By the late 1930s, a group of students at the University of California in Berkley are working on their doctoral thesis that posits the idea that empires rise and fall around something they call "The Power Cycle." The seven steps of this process have been shown to repeat throughout history. Based on their research, these six students believe Germany will soon plunge the world into another war. These students hail from banking and business families from countries around the globe including China, Italy, England, France, Switzerland and the United States.

The main two personas from this group include the French Jacques Roth and Swiss Claudine Demaureux, whose families are both in banking. When the war is at its zenith and the German businessmen can see the writing on the wall, they decide it is in their best interest to get their wealth out of the country while they can. Their connections lead them to the Sentinels, who cleverly determine a way to tie up their money such that they can't use it for evil purposes again in the future. Here is where the novel turns more in to a series of chase scenes with the war as a backdrop as the bad guys come after the good ones to retrieve what is theirs. If you want to find out what happens to the money (which is quite ingenious), you will have to read the book as I won't be leaving a spoiler here.

This book is author Zuckerman's first published novel. Although retired, Gordon had a long career spanning four decades that gave him some of the financial background that helped him write the book. For 10 of those years he worked on Wall Street. For 30, he owned a real-estate development company. Gordon is the founder of Resort Suites. He is currently the director of the Brubeck Institute. Gordon and his wife are spending their retirement years on a ranch in Nevada.

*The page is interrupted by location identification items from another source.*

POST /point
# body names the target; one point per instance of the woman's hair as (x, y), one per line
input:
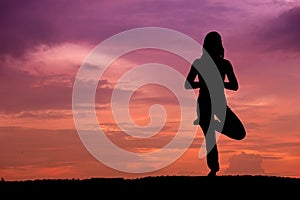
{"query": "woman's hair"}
(213, 45)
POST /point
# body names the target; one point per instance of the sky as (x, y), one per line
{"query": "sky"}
(45, 43)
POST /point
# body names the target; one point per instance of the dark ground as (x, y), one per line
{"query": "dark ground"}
(228, 187)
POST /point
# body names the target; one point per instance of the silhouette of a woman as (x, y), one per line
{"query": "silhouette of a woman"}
(232, 126)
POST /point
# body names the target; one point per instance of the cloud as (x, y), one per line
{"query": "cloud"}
(244, 163)
(282, 33)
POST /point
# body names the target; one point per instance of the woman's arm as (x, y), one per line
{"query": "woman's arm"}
(232, 83)
(190, 82)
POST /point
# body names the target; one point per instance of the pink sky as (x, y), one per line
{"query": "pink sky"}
(44, 43)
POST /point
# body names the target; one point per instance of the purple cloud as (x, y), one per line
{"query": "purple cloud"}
(282, 33)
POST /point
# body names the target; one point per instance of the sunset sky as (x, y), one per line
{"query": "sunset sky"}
(44, 43)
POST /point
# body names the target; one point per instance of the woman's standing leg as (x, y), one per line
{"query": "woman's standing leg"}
(233, 127)
(212, 157)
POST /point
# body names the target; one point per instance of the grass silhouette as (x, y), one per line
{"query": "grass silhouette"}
(153, 187)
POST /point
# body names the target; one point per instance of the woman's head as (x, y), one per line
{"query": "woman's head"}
(213, 44)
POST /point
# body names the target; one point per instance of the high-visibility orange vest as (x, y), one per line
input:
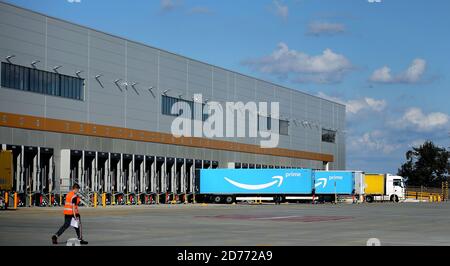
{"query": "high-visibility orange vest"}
(68, 205)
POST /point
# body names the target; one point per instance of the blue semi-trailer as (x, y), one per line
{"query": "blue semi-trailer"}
(227, 185)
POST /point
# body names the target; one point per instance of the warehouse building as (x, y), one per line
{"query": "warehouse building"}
(80, 105)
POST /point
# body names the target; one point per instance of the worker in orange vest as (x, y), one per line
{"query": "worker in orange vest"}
(71, 211)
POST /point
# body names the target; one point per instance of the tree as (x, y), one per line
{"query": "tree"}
(427, 165)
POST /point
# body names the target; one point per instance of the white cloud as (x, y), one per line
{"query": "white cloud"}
(372, 141)
(325, 28)
(413, 74)
(327, 67)
(200, 10)
(415, 118)
(358, 105)
(281, 9)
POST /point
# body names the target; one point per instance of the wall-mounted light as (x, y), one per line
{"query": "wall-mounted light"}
(34, 63)
(56, 68)
(133, 85)
(9, 57)
(151, 91)
(98, 79)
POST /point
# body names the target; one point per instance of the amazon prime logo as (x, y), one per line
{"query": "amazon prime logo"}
(279, 181)
(373, 242)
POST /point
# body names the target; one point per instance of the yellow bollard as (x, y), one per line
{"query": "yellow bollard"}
(16, 200)
(104, 200)
(95, 200)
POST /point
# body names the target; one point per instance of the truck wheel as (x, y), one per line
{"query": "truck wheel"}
(217, 199)
(229, 199)
(394, 198)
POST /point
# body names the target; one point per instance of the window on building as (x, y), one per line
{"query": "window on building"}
(284, 127)
(267, 122)
(168, 102)
(328, 136)
(43, 82)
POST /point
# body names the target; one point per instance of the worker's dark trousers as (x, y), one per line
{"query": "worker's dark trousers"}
(67, 220)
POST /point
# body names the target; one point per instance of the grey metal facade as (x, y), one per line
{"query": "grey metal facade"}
(31, 36)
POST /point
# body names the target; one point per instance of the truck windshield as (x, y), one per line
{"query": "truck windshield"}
(398, 183)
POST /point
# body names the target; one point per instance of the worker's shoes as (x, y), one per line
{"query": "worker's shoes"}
(82, 242)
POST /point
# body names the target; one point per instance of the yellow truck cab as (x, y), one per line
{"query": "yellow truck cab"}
(383, 187)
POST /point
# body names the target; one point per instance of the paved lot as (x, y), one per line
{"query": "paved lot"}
(265, 225)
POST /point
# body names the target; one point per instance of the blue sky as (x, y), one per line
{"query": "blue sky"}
(388, 61)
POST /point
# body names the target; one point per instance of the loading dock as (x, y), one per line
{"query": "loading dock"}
(189, 183)
(138, 177)
(180, 180)
(87, 179)
(46, 179)
(126, 176)
(160, 179)
(115, 175)
(170, 179)
(102, 182)
(148, 186)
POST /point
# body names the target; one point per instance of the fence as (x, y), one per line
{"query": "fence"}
(428, 193)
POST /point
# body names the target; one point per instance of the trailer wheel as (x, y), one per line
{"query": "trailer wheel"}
(229, 199)
(217, 199)
(394, 198)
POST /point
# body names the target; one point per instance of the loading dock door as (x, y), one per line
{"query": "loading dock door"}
(206, 164)
(46, 166)
(127, 172)
(170, 175)
(18, 173)
(31, 168)
(149, 181)
(116, 172)
(138, 176)
(180, 180)
(189, 175)
(102, 176)
(160, 175)
(89, 158)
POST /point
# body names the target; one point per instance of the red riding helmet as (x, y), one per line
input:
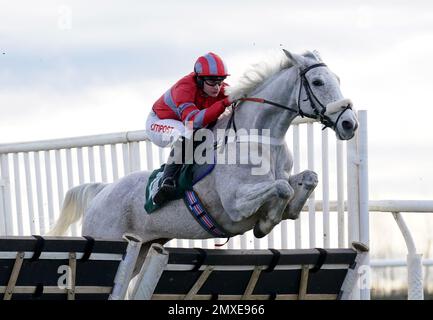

The Sentinels: Fortunes of War is a decent first novel. I enjoyed the writing style as Gordon is adept at both action sequences as well as dialogue. My favorite bit of action is a hair-raising chase scene through the Alps. Gordon's love scenes might be a little lacking, but this is a book primarily about money and war, not romance.

I was left a little disappointed in the uneven character development. There are six main characters, yet I only cared about a few of them by the end of the story. As a war novel, this book was only OK. As a financial thriller, it did a little better. The marketing on the book leads me to believe there might be more to come with The Sentinels. While I would most likely read another book with these characters if it was released, I would not necessarily run out to grab it.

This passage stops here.